Engineered nanomaterials are becoming increasingly ubiquitous in our society, with numerous applications in medicine, consumer products, bioremediation, and advanced materials. As these nanomaterials increase in variety, analyzing their characteristics is of great importance. Single particle inductively coupled plasma-mass spectrometry (SP-ICP-MS) is a high-throughput, sensitive, and robust instrumental analysis method used to simultaneously characterize and quantify nanoparticles in a variety of matrices. One such type of nanoparticle of interest is amorphous silica nanoparticles (SiNPs). SiNPs have widespread use in consumer products such as food and cosmetics and are prime candidates for novel medical applications and uses in environmental bioremediation. Despite their increased use, SiNPs have been shown to have toxicological properties in vitro and in vivo, particularly with regard to the immune system. Because of the potential for increased SiNP exposure in the general public and in occupational settings, examining the relationship that SiNPs have with immune cells such as macrophages to elucidate mechanisms of toxicity is vital.
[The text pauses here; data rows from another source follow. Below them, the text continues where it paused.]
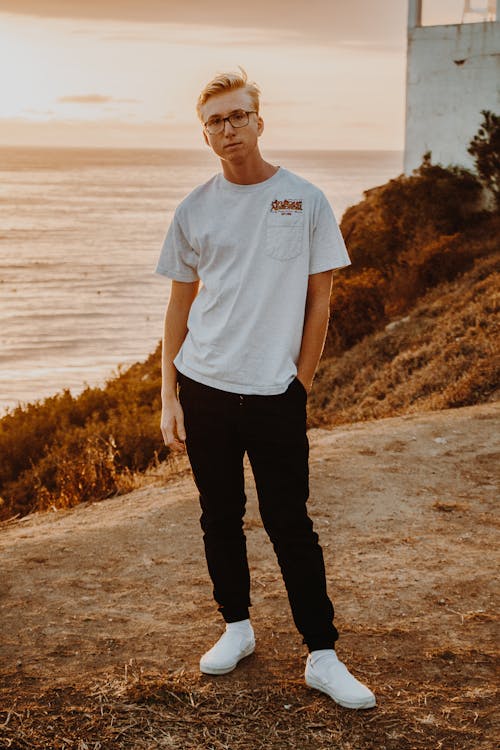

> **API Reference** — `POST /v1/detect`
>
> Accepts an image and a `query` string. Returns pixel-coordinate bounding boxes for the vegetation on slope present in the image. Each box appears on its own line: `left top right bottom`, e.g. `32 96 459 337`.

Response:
0 152 499 520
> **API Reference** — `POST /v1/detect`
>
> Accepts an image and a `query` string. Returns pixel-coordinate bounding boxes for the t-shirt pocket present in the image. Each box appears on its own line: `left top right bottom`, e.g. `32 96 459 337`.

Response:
266 211 304 260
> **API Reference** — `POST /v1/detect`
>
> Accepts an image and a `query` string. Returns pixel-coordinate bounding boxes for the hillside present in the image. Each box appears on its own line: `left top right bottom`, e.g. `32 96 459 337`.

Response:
0 161 500 521
0 404 499 750
309 250 500 426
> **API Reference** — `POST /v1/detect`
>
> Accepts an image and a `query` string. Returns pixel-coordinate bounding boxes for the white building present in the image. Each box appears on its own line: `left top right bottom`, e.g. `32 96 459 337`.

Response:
404 0 500 174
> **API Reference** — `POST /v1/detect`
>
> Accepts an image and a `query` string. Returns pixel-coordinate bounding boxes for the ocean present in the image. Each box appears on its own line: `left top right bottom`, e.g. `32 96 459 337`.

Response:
0 147 403 416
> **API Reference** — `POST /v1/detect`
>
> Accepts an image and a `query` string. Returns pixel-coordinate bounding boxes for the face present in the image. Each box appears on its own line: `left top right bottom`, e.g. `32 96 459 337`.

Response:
201 89 264 163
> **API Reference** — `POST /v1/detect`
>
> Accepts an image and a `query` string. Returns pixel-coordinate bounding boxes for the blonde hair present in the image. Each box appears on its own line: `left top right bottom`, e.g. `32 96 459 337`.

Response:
196 65 260 122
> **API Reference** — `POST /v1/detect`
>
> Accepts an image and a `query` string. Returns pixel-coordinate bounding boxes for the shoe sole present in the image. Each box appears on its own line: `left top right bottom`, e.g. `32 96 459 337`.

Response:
306 677 377 709
200 643 255 674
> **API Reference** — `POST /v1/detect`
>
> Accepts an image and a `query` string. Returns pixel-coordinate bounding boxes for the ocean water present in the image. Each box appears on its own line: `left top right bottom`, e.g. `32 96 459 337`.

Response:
0 147 403 416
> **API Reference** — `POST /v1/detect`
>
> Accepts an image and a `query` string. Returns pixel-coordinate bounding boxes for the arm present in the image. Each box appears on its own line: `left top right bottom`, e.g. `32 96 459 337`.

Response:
161 281 200 448
297 271 333 391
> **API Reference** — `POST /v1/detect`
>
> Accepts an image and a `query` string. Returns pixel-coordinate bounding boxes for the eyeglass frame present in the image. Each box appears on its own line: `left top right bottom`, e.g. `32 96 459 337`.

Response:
203 109 259 135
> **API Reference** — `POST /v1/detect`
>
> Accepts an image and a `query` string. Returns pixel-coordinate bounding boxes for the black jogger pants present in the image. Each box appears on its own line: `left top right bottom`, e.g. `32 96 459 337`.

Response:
178 372 338 651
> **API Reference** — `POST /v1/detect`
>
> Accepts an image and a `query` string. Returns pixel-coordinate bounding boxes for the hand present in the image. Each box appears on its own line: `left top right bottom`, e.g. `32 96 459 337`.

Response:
160 397 186 451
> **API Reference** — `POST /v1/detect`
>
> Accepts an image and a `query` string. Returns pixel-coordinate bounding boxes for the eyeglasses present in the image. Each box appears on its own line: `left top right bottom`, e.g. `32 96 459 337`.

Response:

To effectively determine the toxicity of nanoparticles, it is critical to examine dosimetry and the amount of nanoparticles taken up by the cell of interest. Different cell types have different uptake profiles, and varying physicochemical properties govern nanoparticle dosimetry and uptake in cells. Here, we describe a protocol using SP-ICP-MS to quantify and characterize the size, size distribution, and amount of SiNPs present in a cell and medium sample. We use a single-step digestion, which allows for the digestion of biological matrices while simultaneously keeping the SiNPs intact for SP-ICP-MS analysis. Clinically, this approach has the potential to be used as a method for analyzing SiNPs in other biological matrices, potentially as a way of defining SiNP uptake as a biomarker in immune-mediated diseases. © 2022 Wiley Periodicals LLC. Basic Protocol 1: Treatment of cells with silica nanoparticles (SiNPs) and digestion of biological matrices Support Protocol 1: Culturing RAW 264.7 cells for SiNP uptake assay Support Protocol 2: Determination of SiNP size via dynamic light scattering Support Protocol 3: Optimization of sample and ICP-MS parameters for SP-ICP-MS analysis of cells and medium Basic Protocol 2: Analysis and quantification of SiNP uptake in macrophages with SP-ICP-MS.